I could not imagine being told as a child anything along the lines of "you're smart , you should get something out of church" which seems more like a trap. It's a trap that is often set in UU churches in other contexts as well "You're a compassionate human being, of course you support [insert political agenda item here]". I am making a mental note to myself to never say anything along those lines to my daughters.
My opinions regarding youth in services became solidified when I was a YRUU advisor. I had learned that about 90% of youth raised as UU do not grow up to become active members of UU congregations when they grow up. In discussing this with youth I found that many of them had very little familiarity with "adult" worship services. Youth in religious education classes would get to know other religions by going on trips to visit other local services. the teachers were astonished when the youth said they had no experience to compare the "other" services to. Eventually they decided a "visit" to the home congregation was in order. When i discussed this with young adult UUs they expressed feelings of discomfort going into their home congregations. Would they be accepted now? Were they grown up enough? Was it ok to stay beyond the first fifteen minutes? The way we as UUs currently raise our youth it has a very poor rate of growing our UU community.
My solid opinion got mushy after a while. There were two things that helped me think about it differently. First was an e-mail from a thoughtful young woman who was born and raised a UU. She was not a member of a UU community, but she still would claim the identity UU, held fast to the values she was taught when growing up, and had a spiritual practice involving close friends which was similar to her experience as a youth in Sunday school. As much as I would have liked her to be an active part of a UU community I would have a hard time defining her current choices as a failure on the part of the UU community. A wonderful young woman was raised, where's the issue?
In fact after reading the thoughts of this woman it led me to deeper questions regarding my own participation in UU congregations. UU services filled a void in my life for Sunday morning worship, do I feel the need to instill a void? Am I really gung ho about being a UU, or is this just the least offensive option to fill the void that I have found? Do UUs really have a message of salvation that is important for the world to hear? All really good questions to ponder.

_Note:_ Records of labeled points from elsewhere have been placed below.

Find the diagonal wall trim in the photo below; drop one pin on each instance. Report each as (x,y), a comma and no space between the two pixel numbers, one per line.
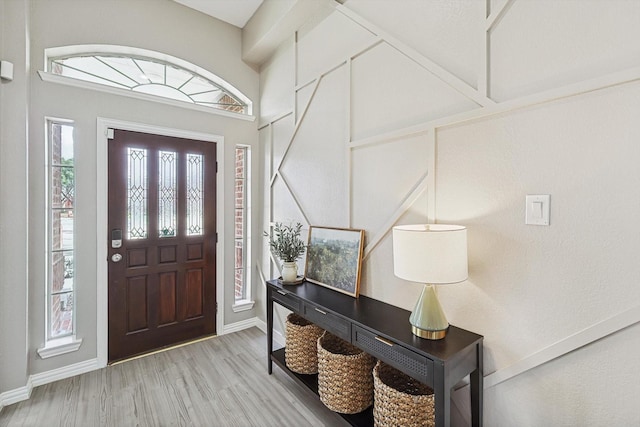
(295,130)
(573,342)
(494,19)
(295,198)
(435,69)
(409,200)
(610,80)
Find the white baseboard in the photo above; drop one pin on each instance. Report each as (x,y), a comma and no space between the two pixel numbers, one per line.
(16,395)
(239,326)
(23,393)
(64,372)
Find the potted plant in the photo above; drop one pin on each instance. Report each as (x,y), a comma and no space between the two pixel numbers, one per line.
(286,244)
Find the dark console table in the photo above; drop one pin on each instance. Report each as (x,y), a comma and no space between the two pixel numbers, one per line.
(383,331)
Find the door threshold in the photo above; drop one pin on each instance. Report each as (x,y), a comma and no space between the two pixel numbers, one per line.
(161,350)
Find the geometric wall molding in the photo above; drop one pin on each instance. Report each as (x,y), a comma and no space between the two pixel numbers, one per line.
(571,343)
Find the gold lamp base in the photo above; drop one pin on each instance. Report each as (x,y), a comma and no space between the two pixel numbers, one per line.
(427,318)
(430,335)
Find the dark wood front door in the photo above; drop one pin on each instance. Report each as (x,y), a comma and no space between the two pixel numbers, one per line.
(162,273)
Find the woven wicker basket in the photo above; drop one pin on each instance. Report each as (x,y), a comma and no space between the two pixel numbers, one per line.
(400,400)
(300,352)
(345,383)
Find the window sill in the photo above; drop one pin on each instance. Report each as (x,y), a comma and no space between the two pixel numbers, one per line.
(58,346)
(242,305)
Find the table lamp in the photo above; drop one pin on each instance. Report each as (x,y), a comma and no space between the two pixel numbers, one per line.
(433,254)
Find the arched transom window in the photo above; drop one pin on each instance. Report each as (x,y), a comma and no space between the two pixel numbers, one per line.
(148,72)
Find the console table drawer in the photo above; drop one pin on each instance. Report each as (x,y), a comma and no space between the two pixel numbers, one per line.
(328,321)
(414,364)
(287,299)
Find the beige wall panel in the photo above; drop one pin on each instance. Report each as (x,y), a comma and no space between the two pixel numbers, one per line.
(378,280)
(445,31)
(303,95)
(277,80)
(316,164)
(565,388)
(383,176)
(282,133)
(327,44)
(399,93)
(285,208)
(546,282)
(544,44)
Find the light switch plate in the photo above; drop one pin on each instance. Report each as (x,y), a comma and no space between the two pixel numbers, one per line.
(6,70)
(537,209)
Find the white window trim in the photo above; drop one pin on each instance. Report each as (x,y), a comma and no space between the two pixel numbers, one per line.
(68,81)
(70,343)
(56,52)
(247,302)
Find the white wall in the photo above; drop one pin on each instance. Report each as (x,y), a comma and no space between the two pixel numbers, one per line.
(14,181)
(163,26)
(444,111)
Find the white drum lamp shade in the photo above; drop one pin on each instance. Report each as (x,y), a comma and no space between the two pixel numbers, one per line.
(433,254)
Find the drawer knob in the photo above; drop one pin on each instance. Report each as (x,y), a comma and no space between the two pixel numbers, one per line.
(384,341)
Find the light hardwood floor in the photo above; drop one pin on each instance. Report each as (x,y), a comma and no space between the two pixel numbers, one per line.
(221,381)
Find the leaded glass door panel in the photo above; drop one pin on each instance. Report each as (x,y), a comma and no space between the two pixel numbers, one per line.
(162,241)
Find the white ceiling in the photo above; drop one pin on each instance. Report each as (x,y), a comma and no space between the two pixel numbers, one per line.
(235,12)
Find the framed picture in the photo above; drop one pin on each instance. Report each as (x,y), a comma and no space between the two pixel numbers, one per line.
(334,258)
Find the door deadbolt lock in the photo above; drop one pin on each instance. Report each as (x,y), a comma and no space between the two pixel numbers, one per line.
(116,238)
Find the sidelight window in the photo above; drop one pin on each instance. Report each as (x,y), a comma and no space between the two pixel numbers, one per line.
(61,224)
(242,240)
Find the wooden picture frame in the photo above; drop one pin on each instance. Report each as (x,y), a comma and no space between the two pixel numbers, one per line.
(334,258)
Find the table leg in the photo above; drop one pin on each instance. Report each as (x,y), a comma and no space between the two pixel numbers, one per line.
(442,398)
(269,330)
(476,387)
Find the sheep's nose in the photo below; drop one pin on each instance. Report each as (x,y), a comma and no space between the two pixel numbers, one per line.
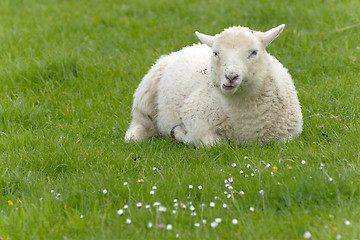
(232,76)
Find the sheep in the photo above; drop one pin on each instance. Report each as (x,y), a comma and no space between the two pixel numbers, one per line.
(226,89)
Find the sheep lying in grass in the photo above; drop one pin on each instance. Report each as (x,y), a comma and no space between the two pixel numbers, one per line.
(226,89)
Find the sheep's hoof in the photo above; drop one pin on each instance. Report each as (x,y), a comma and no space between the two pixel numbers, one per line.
(178,132)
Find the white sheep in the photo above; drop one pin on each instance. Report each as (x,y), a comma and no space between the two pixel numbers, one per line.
(226,89)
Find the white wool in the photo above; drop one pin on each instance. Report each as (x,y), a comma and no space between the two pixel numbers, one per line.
(228,88)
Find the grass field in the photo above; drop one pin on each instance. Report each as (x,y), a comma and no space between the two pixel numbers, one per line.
(68,70)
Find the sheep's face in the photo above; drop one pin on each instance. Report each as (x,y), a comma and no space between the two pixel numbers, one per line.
(234,55)
(237,57)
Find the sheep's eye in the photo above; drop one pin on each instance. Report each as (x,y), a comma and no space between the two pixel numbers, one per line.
(253,53)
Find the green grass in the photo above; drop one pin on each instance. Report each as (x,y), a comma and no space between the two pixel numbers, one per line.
(68,72)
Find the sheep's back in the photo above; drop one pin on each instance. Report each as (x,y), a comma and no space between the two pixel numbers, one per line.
(188,70)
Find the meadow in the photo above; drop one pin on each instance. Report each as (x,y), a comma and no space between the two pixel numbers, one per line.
(68,70)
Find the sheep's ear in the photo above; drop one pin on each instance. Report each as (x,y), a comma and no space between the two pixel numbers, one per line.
(269,36)
(207,39)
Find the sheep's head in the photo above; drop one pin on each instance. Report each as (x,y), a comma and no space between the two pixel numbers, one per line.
(237,56)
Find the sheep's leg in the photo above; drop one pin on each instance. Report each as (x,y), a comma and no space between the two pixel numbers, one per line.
(179,132)
(140,128)
(198,138)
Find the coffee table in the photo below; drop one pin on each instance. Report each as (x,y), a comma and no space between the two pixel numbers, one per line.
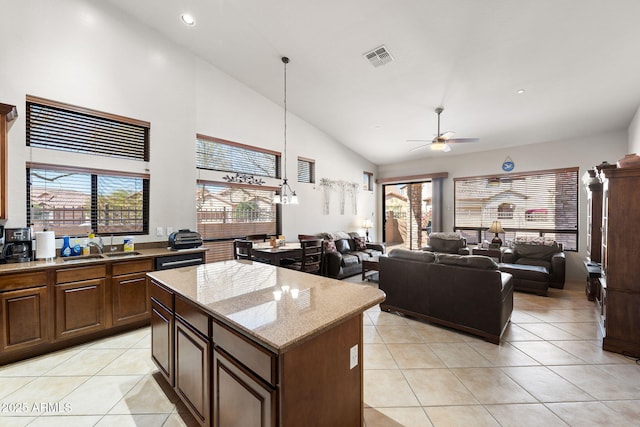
(370,264)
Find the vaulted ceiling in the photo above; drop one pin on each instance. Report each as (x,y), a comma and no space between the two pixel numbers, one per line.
(578,62)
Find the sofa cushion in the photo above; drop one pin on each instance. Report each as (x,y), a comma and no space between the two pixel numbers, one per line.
(471,261)
(350,259)
(534,261)
(329,245)
(412,255)
(342,246)
(536,251)
(360,242)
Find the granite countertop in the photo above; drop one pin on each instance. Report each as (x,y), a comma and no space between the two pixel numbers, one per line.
(275,306)
(82,260)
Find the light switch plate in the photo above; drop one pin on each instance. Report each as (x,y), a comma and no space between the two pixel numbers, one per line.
(353,357)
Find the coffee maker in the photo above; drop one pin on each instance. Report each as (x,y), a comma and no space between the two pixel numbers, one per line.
(17,245)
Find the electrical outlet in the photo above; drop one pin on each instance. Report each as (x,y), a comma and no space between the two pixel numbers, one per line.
(353,357)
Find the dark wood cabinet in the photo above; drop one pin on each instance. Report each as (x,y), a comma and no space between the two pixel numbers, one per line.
(129,292)
(620,253)
(192,366)
(79,301)
(240,397)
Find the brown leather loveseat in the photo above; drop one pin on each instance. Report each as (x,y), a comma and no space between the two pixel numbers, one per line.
(468,293)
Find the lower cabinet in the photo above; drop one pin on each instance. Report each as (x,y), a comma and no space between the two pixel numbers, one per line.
(24,318)
(80,304)
(192,378)
(240,398)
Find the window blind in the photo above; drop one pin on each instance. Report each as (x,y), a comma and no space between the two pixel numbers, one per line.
(227,156)
(306,170)
(65,127)
(75,201)
(533,203)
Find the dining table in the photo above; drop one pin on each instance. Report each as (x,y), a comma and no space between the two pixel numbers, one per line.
(276,254)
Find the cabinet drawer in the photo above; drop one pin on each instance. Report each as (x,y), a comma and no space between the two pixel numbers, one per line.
(161,295)
(193,316)
(251,355)
(76,274)
(128,267)
(22,280)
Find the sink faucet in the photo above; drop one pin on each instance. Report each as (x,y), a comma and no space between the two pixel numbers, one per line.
(99,246)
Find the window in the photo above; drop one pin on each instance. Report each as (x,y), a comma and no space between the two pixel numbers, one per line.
(542,203)
(306,170)
(75,201)
(367,181)
(227,156)
(58,126)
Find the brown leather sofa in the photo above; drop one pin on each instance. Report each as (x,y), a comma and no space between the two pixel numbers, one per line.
(344,252)
(449,243)
(467,293)
(533,263)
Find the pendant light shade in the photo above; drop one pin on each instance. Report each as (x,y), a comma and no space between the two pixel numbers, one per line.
(286,196)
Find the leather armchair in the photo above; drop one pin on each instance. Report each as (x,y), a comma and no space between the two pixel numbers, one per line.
(449,243)
(550,256)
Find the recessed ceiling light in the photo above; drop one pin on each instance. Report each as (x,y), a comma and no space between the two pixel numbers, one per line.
(188,19)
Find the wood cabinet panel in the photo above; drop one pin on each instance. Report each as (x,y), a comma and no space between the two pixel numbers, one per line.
(241,399)
(162,340)
(130,298)
(24,318)
(79,308)
(254,357)
(192,371)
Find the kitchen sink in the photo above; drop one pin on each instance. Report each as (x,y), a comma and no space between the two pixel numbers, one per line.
(81,258)
(120,254)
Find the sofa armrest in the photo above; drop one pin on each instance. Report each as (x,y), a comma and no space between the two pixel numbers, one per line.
(377,246)
(508,255)
(558,267)
(332,263)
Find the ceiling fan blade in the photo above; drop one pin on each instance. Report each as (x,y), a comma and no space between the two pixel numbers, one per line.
(420,147)
(457,140)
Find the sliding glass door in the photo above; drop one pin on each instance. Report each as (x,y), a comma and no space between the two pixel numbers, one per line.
(407,216)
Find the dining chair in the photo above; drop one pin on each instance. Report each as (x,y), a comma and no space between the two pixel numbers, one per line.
(242,249)
(311,259)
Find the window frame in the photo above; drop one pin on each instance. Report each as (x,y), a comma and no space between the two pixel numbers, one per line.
(480,230)
(312,170)
(93,213)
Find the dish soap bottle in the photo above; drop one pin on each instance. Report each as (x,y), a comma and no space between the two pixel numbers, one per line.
(66,248)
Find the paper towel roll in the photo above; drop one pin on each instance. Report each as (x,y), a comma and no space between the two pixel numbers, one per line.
(45,244)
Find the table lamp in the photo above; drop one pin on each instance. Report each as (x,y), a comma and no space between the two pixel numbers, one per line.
(496,228)
(367,224)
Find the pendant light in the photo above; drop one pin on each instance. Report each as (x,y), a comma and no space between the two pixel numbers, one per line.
(287,196)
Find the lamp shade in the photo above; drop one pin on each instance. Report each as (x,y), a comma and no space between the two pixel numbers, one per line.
(496,227)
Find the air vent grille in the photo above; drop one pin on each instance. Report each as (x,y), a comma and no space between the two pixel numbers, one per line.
(379,56)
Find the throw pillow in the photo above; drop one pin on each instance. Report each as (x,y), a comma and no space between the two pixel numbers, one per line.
(361,243)
(329,245)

The second thing that made my opinion get mushier was having kids. At their current ages sitting through a Sunday service would be a constant struggle, and they are happy with the alternatives. I do think it makes sense that someday they actually join the community in worship, I'm just not sure that day is today. For now the first fifteen minutes or so seems good enough.
I do think that UU youth who have gone through a Coming of Age Program and signed the membership registry should be treated as members of the community (minus of course an expectation to pay dues). It seems very odd to me to celebrate their joining the community only to send them away on Sunday mornings.

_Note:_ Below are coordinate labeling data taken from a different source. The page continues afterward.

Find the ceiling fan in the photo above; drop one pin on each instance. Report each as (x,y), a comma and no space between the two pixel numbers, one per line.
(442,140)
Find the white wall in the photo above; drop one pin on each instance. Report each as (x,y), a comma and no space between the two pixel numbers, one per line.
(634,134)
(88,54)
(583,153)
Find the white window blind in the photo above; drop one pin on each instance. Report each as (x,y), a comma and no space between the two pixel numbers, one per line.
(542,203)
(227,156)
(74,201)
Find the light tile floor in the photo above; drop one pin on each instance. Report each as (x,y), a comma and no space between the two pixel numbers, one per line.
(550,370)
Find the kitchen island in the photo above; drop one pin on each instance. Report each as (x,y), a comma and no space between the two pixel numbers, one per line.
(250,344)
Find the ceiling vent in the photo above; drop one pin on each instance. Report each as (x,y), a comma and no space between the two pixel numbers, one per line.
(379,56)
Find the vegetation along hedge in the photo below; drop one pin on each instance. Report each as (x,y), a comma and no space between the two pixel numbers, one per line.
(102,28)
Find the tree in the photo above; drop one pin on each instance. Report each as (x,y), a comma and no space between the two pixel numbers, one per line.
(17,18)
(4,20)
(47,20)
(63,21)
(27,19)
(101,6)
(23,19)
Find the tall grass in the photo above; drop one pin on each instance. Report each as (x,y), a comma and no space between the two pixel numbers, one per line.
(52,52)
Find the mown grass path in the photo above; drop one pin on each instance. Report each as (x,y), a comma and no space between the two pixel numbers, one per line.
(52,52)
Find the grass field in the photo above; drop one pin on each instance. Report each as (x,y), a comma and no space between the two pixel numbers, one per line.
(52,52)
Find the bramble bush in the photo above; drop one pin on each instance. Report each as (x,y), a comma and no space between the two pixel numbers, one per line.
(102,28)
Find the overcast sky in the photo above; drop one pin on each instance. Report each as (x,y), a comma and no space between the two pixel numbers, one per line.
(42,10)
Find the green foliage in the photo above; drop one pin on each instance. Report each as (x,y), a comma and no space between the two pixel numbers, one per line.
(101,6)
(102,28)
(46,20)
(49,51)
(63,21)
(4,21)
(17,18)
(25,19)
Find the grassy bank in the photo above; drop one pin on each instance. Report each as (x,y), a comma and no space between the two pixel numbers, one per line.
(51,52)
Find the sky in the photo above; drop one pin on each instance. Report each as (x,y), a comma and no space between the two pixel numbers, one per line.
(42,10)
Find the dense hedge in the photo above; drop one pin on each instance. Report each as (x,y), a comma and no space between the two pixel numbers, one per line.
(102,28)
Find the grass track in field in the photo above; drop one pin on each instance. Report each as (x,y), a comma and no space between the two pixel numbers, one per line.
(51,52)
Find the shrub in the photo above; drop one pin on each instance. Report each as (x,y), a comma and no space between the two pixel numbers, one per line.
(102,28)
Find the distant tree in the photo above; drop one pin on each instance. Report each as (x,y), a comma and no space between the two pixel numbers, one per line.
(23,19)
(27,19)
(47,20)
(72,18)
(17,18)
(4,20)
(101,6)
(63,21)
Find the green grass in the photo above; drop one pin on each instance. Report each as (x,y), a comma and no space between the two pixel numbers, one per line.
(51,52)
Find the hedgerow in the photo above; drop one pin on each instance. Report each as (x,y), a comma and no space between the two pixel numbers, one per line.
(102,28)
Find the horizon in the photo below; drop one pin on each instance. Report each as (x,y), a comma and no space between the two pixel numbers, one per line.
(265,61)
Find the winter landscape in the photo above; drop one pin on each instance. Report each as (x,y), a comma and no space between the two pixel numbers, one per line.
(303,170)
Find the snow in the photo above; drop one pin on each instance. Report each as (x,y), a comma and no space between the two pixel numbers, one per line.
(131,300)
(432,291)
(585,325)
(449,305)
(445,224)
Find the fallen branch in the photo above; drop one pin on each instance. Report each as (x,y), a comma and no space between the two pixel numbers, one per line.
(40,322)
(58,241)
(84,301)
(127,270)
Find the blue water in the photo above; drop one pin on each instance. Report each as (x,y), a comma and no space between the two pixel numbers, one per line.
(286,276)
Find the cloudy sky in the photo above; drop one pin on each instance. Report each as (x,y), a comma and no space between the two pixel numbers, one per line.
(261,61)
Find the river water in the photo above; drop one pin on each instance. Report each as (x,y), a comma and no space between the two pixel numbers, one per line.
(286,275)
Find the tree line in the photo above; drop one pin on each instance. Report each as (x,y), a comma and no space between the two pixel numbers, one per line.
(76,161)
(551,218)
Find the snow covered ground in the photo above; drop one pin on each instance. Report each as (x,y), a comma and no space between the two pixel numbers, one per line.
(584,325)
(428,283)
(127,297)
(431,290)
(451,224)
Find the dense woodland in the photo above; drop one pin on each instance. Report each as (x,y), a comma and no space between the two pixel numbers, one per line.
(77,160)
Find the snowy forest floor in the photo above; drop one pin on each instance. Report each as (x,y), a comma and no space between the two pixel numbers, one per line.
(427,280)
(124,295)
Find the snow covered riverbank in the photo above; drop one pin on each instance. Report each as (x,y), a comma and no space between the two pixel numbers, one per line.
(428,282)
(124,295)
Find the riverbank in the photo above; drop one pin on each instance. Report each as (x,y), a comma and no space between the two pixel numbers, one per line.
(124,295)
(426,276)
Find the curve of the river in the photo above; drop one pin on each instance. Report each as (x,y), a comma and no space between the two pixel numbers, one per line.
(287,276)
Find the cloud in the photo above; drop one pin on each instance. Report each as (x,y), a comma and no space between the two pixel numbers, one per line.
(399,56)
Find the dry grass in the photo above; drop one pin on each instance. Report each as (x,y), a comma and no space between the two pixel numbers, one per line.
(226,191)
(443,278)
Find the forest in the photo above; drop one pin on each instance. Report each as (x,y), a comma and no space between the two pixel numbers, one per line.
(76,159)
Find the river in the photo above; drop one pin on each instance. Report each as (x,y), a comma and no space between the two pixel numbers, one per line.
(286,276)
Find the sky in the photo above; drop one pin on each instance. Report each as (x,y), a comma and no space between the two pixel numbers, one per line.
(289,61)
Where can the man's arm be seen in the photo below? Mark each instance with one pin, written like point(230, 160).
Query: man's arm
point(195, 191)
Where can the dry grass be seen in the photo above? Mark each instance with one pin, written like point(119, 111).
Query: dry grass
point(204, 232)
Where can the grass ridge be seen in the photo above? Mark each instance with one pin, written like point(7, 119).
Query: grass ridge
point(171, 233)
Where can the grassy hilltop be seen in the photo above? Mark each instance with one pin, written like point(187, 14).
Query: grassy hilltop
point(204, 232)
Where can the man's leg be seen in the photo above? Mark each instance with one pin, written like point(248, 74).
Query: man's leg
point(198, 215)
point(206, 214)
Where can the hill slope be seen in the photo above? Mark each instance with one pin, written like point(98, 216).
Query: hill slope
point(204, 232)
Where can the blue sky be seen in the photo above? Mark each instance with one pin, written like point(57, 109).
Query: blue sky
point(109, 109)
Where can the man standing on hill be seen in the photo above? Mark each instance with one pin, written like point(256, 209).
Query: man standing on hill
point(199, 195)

At this point my opinion would be that youth (not infants) would probably be better off going to RE, until they are older. But I do think any youth who is interested in joining the service should be welcome. If they are interested by all means encourage it. In fact I wish it were easier in most congregations for parents to both bring the kids into service and have religious education as an option. About the only way I know of that would allow this to work would be to attend multiple services on a Sunday morning, one for the RE and one for the worship.
As a final note. Unlike my thoughts regarding infants in worship services my thoughts regarding youth are much more guided by principle. It would seem that the answer to the question about where youth belong should be answered by fundamental question about our community. What is the purpose of our worship service? Is it a lecture and a concert intended only for those who can fully appreciate both? Do we wish to grow the UU community? Is it important to raise a generation of UUs that not only identify as UU but want to join our congregations? And of course all of this would be with the understanding that individual needs and desires of the youth should be respected.